Macro Highlights – The Best of 2023
2023 went by in a flash, but not without a bang. I managed to document lots of amazing lifers and did field trips in Borneo and Thailand as well. I’ve finally launched Isopod Site which started as a photo compilation of terrestrial isopods and slowly adding in information on taxonomy and biology of isopods. Towards the end of the year, I also managed to dive briefly into microscope photography. It is completely different from macro photography in the field, but an important skill for documenting microfauna.
Based on my 2023 iNaturalist statistics, I’ve recorded 1723 observations and 769 species, with over half from insects and almost all of the other half from arachnids, and most of the rest from myriapods and isopods.
Many thanks to my group of dedicated friends in macro photography who selflessly shared their finds throughout the year – Vin PSK, Alvin, Cham, Mok, 星爷, Roger, Amber, James, Nick, Melvyn, KS. Special thanks goes to Paul for finding lots of cool arachnids that I’ve included in this compilation!
Micro Four Thirds Setup
- Olympus OM-D E-M10 Mk4
- Laowa 50mm f/2.8 2x Ultra Macro APO [Review]
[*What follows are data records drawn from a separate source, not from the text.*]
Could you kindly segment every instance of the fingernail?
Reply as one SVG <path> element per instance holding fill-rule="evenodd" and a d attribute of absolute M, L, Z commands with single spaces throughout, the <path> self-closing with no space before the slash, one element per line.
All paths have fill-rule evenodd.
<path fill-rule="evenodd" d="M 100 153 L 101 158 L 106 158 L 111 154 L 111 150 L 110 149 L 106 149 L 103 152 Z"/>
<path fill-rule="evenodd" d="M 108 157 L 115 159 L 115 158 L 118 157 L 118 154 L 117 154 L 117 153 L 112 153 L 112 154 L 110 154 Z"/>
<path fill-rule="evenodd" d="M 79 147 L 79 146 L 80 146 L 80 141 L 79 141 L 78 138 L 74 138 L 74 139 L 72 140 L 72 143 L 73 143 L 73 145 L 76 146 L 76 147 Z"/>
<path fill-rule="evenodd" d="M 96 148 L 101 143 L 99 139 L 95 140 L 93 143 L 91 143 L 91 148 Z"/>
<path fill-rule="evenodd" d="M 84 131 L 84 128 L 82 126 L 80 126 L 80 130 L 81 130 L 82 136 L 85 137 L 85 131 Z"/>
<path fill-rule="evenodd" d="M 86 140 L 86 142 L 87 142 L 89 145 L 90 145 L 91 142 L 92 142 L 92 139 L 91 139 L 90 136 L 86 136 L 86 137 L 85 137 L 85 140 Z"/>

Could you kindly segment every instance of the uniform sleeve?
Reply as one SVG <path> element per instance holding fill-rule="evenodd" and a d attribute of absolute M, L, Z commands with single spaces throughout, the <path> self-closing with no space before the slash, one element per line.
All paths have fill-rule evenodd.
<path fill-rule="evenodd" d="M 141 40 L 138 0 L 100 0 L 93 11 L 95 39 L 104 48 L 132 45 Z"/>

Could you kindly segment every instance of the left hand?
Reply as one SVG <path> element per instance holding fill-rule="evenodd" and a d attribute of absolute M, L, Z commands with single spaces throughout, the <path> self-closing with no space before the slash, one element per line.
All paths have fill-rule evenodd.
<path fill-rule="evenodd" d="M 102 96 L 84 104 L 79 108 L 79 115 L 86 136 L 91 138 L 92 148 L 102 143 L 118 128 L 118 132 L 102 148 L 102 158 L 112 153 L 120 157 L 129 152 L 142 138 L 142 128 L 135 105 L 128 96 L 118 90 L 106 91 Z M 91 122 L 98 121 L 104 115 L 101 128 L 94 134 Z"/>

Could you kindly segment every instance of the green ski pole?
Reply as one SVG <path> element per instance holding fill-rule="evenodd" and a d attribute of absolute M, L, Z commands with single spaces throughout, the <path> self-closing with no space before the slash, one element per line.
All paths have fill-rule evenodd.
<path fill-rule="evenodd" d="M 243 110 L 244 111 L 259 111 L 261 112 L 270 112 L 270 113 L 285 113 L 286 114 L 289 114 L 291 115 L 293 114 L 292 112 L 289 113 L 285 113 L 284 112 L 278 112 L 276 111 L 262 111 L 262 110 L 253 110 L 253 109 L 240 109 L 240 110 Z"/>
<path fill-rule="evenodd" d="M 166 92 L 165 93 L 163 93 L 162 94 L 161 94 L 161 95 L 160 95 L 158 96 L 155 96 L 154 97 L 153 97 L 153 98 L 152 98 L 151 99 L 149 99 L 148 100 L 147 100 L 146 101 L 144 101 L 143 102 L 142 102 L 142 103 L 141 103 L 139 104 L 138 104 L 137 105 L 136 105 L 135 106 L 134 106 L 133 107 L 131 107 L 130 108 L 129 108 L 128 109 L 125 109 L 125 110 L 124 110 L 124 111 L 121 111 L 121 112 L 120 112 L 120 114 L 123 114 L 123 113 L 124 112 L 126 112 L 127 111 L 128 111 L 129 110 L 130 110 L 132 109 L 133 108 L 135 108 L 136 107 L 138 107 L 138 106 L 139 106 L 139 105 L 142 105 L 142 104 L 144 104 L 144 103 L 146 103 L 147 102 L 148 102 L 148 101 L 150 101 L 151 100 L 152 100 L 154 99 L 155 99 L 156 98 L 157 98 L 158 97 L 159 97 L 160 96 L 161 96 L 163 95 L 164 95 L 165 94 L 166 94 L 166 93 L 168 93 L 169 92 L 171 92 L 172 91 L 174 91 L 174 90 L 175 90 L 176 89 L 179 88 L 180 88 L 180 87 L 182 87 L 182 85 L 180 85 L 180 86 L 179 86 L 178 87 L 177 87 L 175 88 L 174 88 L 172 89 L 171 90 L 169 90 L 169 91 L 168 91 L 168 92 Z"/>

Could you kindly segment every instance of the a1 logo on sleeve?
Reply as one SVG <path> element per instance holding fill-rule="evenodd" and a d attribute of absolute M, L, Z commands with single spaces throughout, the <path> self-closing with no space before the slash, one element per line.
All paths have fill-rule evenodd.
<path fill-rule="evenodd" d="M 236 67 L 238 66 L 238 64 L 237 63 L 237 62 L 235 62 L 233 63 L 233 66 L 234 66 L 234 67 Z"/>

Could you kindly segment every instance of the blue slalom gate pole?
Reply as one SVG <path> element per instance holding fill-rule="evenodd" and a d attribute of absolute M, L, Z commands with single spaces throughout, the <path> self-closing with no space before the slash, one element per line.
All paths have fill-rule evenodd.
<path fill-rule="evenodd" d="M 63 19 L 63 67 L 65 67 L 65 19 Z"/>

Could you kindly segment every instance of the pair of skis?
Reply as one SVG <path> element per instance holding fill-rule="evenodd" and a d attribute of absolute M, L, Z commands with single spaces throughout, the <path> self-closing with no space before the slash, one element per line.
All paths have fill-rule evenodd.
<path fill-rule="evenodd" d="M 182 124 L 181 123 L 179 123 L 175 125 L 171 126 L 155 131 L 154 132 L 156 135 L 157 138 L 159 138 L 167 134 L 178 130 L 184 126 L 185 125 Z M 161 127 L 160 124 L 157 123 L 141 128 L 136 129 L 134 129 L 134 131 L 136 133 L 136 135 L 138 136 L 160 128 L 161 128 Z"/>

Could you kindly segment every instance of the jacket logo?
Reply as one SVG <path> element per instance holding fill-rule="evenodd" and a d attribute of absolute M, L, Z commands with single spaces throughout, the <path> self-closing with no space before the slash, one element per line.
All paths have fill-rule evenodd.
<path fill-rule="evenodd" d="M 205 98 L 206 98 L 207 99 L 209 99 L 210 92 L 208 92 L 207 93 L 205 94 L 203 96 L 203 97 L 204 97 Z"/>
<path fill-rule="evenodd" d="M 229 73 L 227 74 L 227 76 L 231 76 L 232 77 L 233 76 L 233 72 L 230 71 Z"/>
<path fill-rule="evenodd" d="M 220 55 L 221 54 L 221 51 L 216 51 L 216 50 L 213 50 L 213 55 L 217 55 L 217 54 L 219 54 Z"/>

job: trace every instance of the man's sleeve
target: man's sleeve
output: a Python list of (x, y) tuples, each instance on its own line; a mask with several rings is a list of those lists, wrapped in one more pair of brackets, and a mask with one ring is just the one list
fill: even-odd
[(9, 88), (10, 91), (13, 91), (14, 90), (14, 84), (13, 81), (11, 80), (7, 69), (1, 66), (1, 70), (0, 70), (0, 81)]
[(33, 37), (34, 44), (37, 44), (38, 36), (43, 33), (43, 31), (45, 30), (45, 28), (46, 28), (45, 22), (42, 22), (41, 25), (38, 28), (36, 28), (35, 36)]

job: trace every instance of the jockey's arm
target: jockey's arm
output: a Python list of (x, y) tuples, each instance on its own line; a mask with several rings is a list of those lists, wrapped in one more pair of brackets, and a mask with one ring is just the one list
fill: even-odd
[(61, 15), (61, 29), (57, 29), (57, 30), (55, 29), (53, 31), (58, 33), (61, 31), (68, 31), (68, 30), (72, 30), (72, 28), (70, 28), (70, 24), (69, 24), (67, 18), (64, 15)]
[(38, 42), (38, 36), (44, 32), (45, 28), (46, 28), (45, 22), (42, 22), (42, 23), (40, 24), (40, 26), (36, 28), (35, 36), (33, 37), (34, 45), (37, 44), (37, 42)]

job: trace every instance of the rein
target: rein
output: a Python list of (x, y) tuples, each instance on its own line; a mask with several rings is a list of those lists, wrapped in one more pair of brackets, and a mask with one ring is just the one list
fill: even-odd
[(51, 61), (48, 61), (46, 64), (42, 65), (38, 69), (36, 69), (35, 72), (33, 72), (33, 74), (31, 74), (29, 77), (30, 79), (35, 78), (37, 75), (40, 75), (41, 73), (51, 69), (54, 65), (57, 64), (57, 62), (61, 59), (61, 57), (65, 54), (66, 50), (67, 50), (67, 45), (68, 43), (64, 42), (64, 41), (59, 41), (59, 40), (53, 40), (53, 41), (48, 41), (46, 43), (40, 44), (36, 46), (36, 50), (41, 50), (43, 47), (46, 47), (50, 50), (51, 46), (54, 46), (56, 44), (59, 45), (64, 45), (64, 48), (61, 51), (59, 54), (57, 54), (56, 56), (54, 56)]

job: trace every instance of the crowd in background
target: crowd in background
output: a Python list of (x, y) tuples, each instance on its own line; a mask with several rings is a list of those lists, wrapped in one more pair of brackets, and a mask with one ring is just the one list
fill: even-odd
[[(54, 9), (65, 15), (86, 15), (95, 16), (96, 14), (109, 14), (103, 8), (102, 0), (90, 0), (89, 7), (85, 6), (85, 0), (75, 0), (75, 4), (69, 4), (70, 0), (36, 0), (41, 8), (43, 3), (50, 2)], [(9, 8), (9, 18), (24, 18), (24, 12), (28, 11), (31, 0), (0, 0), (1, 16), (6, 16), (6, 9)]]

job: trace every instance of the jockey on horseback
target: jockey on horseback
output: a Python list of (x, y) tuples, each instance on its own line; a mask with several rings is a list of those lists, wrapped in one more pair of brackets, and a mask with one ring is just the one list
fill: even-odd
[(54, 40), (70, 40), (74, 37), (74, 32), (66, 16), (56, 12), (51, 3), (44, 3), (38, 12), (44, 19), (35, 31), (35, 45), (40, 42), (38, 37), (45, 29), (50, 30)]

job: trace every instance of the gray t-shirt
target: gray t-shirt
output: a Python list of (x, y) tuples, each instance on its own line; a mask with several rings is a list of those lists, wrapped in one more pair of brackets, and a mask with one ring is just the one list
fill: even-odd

- Godox TT350 with a DIY diffuser and reflector
- Nikon D850
- Laowa Aurogon 10-50x + Slip Ring Set
- Godox TT350 x3 at about 1/16 power
- Meike MK-320 at 1/128 power as trigger
- Cognisys Stackshot
- Vertical stand 2.0 with vertical and horizontal kit
Here are 2023’s most memorable shots in chronological sequence.
Wagler's pit viper (Tropidolaemus wagleri)
This pit viper is very common, but its docile nature always allows me to attempt some wide-angle close-ups! This was photographed at less than 2cm from the viper’s face.
Moth fly (Psychodinae)
The most common moth flies tend to be dull gray. We commonly call them drain flies, sewer fairies, etc. but they are generally flies that look like tiny moths. This individual had brilliant blue scales!
Planthopper nymph moulting (Tongini)
I’ve had several shots of this scene before and it always ends up in the annual showcase.
Flat-headed leafhopper (Tituria sp.)
During my family trip to Fraser’s Hill, this flat-headed leafhopper turned up at the light traps. See more at Cicadellidae Checklist: Leafhoppers.
Huntsman spider (Heteropoda davidbowie)
Classic portrait of a male David Bowie’s Huntsman Spider.
Ant (Discothyrea sp.)
During one of our weekly night hunts, we found this cute Discothyrea, a lifer genus for me! See more ants at Formicidae Checklist: Ants.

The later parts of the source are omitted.